This curious mannerism began to establish itself during the first renascence of Egyptian art under the twelfth dynasty. It was to last, and even to grow more conspicuous, until the centuries of final decadence. The growing influence of conventionality is to be seen in other signs also. As art repeated and multiplied its representations, and the spaces which it had to decorate increased in number and size, it had at its disposal, as we may say, a larger number of moulds and made more frequent employment of certain groups and figures which were repeated without material change. In the decorations of this period we find long rows of figures which are practically identical with each other. They look as if they had been produced by stencil plates. With all their apparent richness and their wealth of imagery the sculpture and painting of Thebes show a poverty of invention which is not to be found in the art of the early dynasties.[238]

The gradual falling off in their powers of observing and reproducing natural forms is singularly well shown in their imperfect treatment of those animals which had been unknown to their predecessors. The horse does not seem to have been introduced into Egypt until the time of the shepherd kings, but he soon conquered a high place among the servitors of the upper classes of Egyptians. He became one of the favourite themes of contemporary art. In all the great pictures of battle he occupies a central position, and he is always associated with the prowess of the sovereign. And yet he is almost always badly drawn. His movement is sometimes not without considerable vigour and even nobility, but his forms lack truth, he is generally far too thin and elongated. His head is well set on and his neck and shoulders good, but his body is weak and unsubstantial (Figs. [13] and [174], Vol. I.). The bad effects of conventionality are here strongly felt. The same horse, in one of the two or three attitudes between which the Egyptian sculptor had to choose according to the scene to be treated, appears everywhere. The sculptors of the Memphite tombs saw with a very different eye when they set themselves to surround the doubles of their employers with the images of the domestic animals to whom they were accustomed in life.

Fig. 217.—Funeral Dance. Bas-relief in limestone. Boulak. Drawn by Bourgoin.

The difference can be seen, however, without going back to the Ancient Empire. Compare the great historical bas-reliefs of the temples and royal cenotaphs with the more modest decorations of certain private sepulchres, such as those which were found in the tomb of Chamhati, superintendent of the royal domains under the eighteenth dynasty (Fig. [218]). The sculptors return with pleasure to those scenes of country life of which the pyramid builders were so fond. The fragment we reproduce shows the long row of labourers bending over their hoes, the sower casting his seed, the oxen attached to the plough and slowly cutting the furrow under the whip and voice of their drivers. Neither men nor beasts are drawn with as sure a hand as in the tomb of Ti, but yet the whole appears more sincere than productions of a more official kind. The oldest and most faithful assistant to the Egyptian fellah, the draught ox, is at least much more like nature than the charger of the Theban battle pictures.

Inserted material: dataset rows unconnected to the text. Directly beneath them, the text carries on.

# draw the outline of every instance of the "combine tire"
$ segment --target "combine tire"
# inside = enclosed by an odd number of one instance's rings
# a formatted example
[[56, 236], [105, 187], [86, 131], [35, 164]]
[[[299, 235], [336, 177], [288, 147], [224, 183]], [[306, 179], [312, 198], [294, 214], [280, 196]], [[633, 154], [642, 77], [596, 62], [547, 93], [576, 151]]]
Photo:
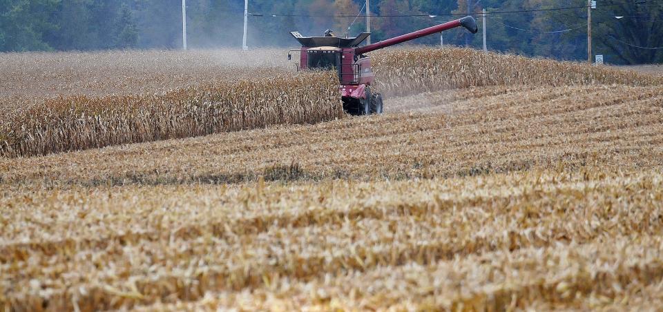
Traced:
[[382, 95], [375, 93], [371, 99], [371, 114], [382, 114], [383, 111]]
[[369, 88], [366, 88], [365, 91], [366, 97], [361, 100], [362, 108], [363, 108], [363, 113], [361, 115], [370, 115], [372, 113], [371, 108], [373, 107], [373, 92], [371, 92]]

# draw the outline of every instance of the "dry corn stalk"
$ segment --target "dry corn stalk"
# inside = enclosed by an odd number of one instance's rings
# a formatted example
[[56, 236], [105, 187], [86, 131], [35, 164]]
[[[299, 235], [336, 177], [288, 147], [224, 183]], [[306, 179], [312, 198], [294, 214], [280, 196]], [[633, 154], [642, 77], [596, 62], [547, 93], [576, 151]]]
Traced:
[[387, 49], [372, 56], [378, 88], [395, 95], [486, 86], [663, 85], [663, 77], [632, 70], [472, 49]]
[[0, 124], [0, 156], [204, 135], [343, 115], [335, 74], [278, 75], [164, 94], [59, 97]]

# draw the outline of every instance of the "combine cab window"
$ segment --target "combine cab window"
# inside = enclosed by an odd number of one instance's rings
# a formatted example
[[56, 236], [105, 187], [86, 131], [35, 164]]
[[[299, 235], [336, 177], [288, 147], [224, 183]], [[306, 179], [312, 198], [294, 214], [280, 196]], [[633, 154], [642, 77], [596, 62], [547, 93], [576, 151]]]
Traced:
[[308, 68], [333, 70], [340, 67], [340, 53], [336, 51], [309, 51]]

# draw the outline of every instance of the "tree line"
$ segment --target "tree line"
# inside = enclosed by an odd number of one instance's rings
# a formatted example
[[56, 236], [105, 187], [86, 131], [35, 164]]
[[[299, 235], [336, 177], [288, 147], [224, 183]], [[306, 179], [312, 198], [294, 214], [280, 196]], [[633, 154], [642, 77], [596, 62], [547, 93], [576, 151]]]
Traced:
[[[606, 62], [663, 62], [663, 1], [598, 0], [593, 10], [595, 54]], [[187, 0], [188, 45], [240, 47], [242, 0]], [[289, 32], [355, 36], [365, 0], [249, 0], [248, 45], [294, 46]], [[587, 58], [586, 0], [372, 0], [374, 41], [486, 9], [492, 50], [564, 60]], [[556, 10], [560, 8], [574, 9]], [[482, 46], [481, 32], [443, 35], [445, 44]], [[439, 45], [439, 36], [415, 44]], [[0, 51], [96, 50], [182, 47], [181, 0], [2, 0]]]

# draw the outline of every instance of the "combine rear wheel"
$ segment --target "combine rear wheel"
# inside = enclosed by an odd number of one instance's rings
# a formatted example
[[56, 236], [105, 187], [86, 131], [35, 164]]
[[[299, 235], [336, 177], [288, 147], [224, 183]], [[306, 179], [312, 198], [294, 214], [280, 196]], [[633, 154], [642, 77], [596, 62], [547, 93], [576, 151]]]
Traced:
[[382, 95], [375, 93], [371, 99], [371, 114], [382, 114], [383, 104]]

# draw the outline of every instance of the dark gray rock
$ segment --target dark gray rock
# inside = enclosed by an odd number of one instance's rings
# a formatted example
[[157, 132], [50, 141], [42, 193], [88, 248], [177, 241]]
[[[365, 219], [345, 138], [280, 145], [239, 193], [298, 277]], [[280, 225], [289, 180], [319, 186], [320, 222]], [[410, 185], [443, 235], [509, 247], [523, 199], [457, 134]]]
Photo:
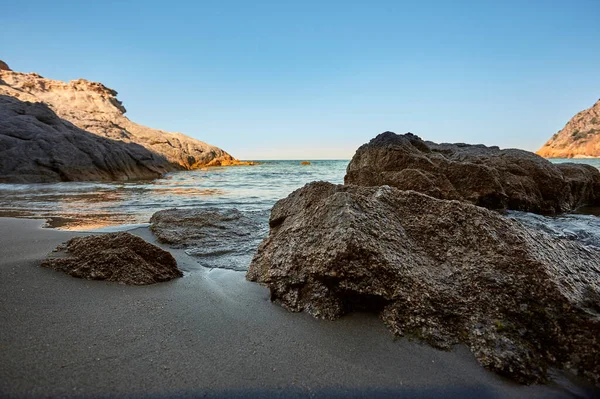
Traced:
[[144, 147], [88, 133], [43, 103], [0, 95], [0, 183], [136, 180], [169, 162]]
[[185, 248], [205, 267], [248, 270], [256, 248], [268, 233], [268, 213], [237, 209], [167, 209], [150, 219], [162, 243]]
[[600, 201], [600, 172], [590, 165], [552, 164], [516, 149], [435, 144], [411, 133], [385, 132], [361, 146], [344, 182], [541, 214]]
[[247, 278], [289, 310], [378, 312], [395, 334], [463, 342], [523, 383], [545, 381], [551, 367], [600, 382], [593, 248], [388, 186], [311, 183], [278, 201], [269, 224]]
[[42, 266], [73, 277], [129, 285], [183, 276], [169, 252], [123, 232], [72, 238], [56, 248]]

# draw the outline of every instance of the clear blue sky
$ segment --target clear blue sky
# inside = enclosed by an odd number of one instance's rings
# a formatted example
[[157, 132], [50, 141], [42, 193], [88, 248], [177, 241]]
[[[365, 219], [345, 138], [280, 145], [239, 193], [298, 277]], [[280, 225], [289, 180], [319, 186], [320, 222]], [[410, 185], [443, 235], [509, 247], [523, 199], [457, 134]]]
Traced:
[[376, 134], [539, 148], [600, 98], [600, 0], [7, 1], [0, 59], [242, 159]]

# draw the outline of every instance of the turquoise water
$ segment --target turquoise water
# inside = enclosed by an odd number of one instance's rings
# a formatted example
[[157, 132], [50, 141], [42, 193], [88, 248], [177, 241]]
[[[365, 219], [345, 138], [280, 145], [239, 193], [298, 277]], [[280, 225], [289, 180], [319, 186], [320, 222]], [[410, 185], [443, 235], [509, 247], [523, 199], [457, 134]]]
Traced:
[[[551, 161], [600, 168], [598, 158]], [[311, 161], [310, 165], [300, 161], [261, 162], [176, 172], [144, 182], [0, 184], [0, 216], [45, 218], [49, 227], [94, 231], [142, 225], [154, 212], [168, 208], [236, 208], [268, 214], [277, 200], [306, 183], [343, 183], [349, 161]]]
[[154, 212], [168, 208], [267, 211], [311, 181], [343, 183], [349, 161], [260, 162], [144, 182], [0, 184], [0, 216], [45, 218], [50, 227], [61, 229], [105, 230], [147, 223]]

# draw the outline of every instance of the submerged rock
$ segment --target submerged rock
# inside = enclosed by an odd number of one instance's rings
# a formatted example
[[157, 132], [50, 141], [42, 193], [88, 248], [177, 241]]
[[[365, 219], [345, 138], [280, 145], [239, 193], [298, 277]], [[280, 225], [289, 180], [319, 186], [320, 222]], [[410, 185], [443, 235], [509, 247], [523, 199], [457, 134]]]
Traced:
[[516, 149], [435, 144], [411, 133], [385, 132], [361, 146], [344, 182], [541, 214], [600, 202], [600, 172], [593, 166], [552, 164]]
[[150, 219], [150, 230], [162, 243], [185, 248], [205, 267], [247, 270], [268, 233], [267, 212], [237, 209], [167, 209]]
[[[425, 161], [423, 161], [425, 162]], [[275, 204], [247, 279], [292, 311], [378, 312], [523, 383], [600, 382], [600, 252], [460, 201], [311, 183]]]
[[600, 157], [600, 100], [571, 118], [537, 154], [546, 158]]
[[123, 232], [72, 238], [42, 261], [42, 266], [73, 277], [129, 285], [183, 276], [169, 252]]

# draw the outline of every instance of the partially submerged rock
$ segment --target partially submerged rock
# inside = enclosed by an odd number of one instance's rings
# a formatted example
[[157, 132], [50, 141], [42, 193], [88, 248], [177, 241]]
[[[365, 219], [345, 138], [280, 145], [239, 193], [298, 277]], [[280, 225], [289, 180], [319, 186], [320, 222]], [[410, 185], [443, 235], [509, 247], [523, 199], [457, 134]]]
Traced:
[[162, 243], [185, 248], [205, 267], [247, 270], [256, 248], [267, 236], [267, 212], [237, 209], [166, 209], [150, 219]]
[[[425, 160], [423, 162], [426, 162]], [[292, 311], [378, 312], [520, 382], [600, 382], [600, 252], [466, 202], [317, 182], [277, 202], [247, 278]]]
[[169, 252], [123, 232], [72, 238], [42, 261], [42, 266], [73, 277], [129, 285], [183, 276]]
[[600, 172], [593, 166], [552, 164], [516, 149], [435, 144], [411, 133], [385, 132], [361, 146], [344, 182], [541, 214], [600, 202]]

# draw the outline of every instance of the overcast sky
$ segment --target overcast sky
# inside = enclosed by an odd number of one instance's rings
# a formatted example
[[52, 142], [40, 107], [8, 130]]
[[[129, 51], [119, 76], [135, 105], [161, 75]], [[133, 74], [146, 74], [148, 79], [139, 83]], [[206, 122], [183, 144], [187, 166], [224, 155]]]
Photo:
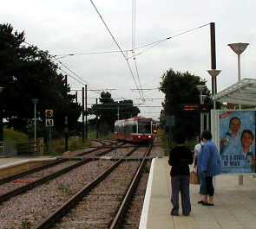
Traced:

Fig. 218.—Bas-relief from the tomb of Chamhati. Boulak.

The dangers of routine and of a conventional mode of work seem now and then to have been felt by the Theban artists. They appear to have set themselves deliberately to rouse attention and interest by introducing foreign types into their eternal battle pieces, and by insisting upon their differences of feature, of complexion, of arms and costume. They were also fond of depicting other countries and the strange animals that inhabited them, as in the bas-relief which shows a giraffe promenading among tropical palms.[239] But in spite of all these meritorious efforts, they do not touch our feelings like the primitive artists of Gizeh and Sakkarah, or even of Beni-Hassan. Try as they will, they cannot conceal that soulless and mechanical facility which is so certain to fatigue the spectator. If we turn over the pages of Lepsius, we always find ourselves dwelling with pleasure upon the sculptures from the mastabas, in spite of their apparent similarity, while we have soon had enough of the pompous and crowded bas-reliefs from Karnak, Luxor, the Ramesseum and Medinet-Abou.

These defects are less conspicuous in figures in the round, and especially in the statues of kings. I do not know that the sculptors of the Setis and the Rameses ever produced anything equal to the portraits of Thothmes, Amenophis, and Taia, but there are statues of Rameses II. intact, which may be reckoned among the fine examples of Egyptian art. The features of no prince that ever existed were reproduced more often than those of this Rameses, who built so much and reigned so long. These reproductions, as might be supposed, differ very greatly in value.